Александр стоял, разрываясь, словно не мог решить, что делать.
— Саша, иди, — она мягко подтолкнула его. — Я справлюсь, правда.
Он сжал ее руки в своих.
— Я напишу тебе, как только доберусь, — его голос дрожал. — И буду писать каждую неделю. Когда придет замена через месяц, я приеду. Мы все решим, я обещаю.

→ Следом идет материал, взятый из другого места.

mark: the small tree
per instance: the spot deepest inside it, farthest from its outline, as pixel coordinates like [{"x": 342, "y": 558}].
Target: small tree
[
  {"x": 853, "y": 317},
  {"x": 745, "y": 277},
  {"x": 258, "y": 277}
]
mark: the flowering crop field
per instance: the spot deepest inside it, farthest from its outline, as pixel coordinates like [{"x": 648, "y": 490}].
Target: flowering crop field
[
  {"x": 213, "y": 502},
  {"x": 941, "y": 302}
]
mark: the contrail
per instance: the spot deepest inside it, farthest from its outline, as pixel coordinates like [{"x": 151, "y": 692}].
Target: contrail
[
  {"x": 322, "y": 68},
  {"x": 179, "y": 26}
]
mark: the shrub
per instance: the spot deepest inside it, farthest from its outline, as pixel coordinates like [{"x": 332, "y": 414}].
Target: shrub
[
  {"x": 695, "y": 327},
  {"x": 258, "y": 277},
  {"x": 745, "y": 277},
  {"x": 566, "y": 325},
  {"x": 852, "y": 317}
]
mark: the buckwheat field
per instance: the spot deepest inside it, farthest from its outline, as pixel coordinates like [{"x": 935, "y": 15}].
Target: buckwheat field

— Орлов! — уже раздраженно позвали его.
— Я люблю тебя, — он быстро поцеловал ее и, схватив рюкзак, побежал к катеру.
Мария стояла на причале, пока катер не превратился в маленькую точку на горизонте. Рука машинально легла на еще плоский живот. Странно, но на душе было спокойно. Они справятся.
Первое письмо от Александра пришло через две недели — огромный конверт, полный страниц, исписанных мелким почерком. Мария перечитывала его снова и снова. Он писал, что маяк прекрасен и ужасен одновременно — красивый, но одинокий. Что смотритель, которого он сменил, показал ему все механизмы и уехал, оставив после себя старые журналы, консервы и засохшие цветы в горшках.
«Я думаю о тебе каждый день, — писал он. — О том, как ты там. Как наш малыш. Не могу дождаться замены, чтобы приехать к тебе. Осталось всего две недели».
В день, когда должна была прийти замена Александру, разразился шторм. Мария стояла у окна, глядя, как яростно хлещет дождь, и знала: сегодня никто не сможет добраться до маяка.
Замена приехала только через неделю. Почтальон принес новое письмо, где Александр извинялся, что не смог приехать, и обещал быть в следующем месяце.
Но и в следующем месяце его не было. Письма стали приходить реже — раз в месяц, а то и в полтора. Мария писала ему каждую неделю, рассказывая о своей жизни, о растущем животе, о планах на будущее.
Ответов становилось все меньше.
— Я же говорила, — Татьяна Ивановна поставила перед дочерью тарелку супа. — Сбежал твой смотритель. Отец его семейства, называется.
Мария молча ела суп, уже привыкнув к постоянным упрекам.
— Сколько, напомни? Шесть месяцев прошло? Семь? А от него ни слуху, ни духу. Ни разу не приехал.
— У него сложная работа, мама. Шторма, замену не всегда присылают…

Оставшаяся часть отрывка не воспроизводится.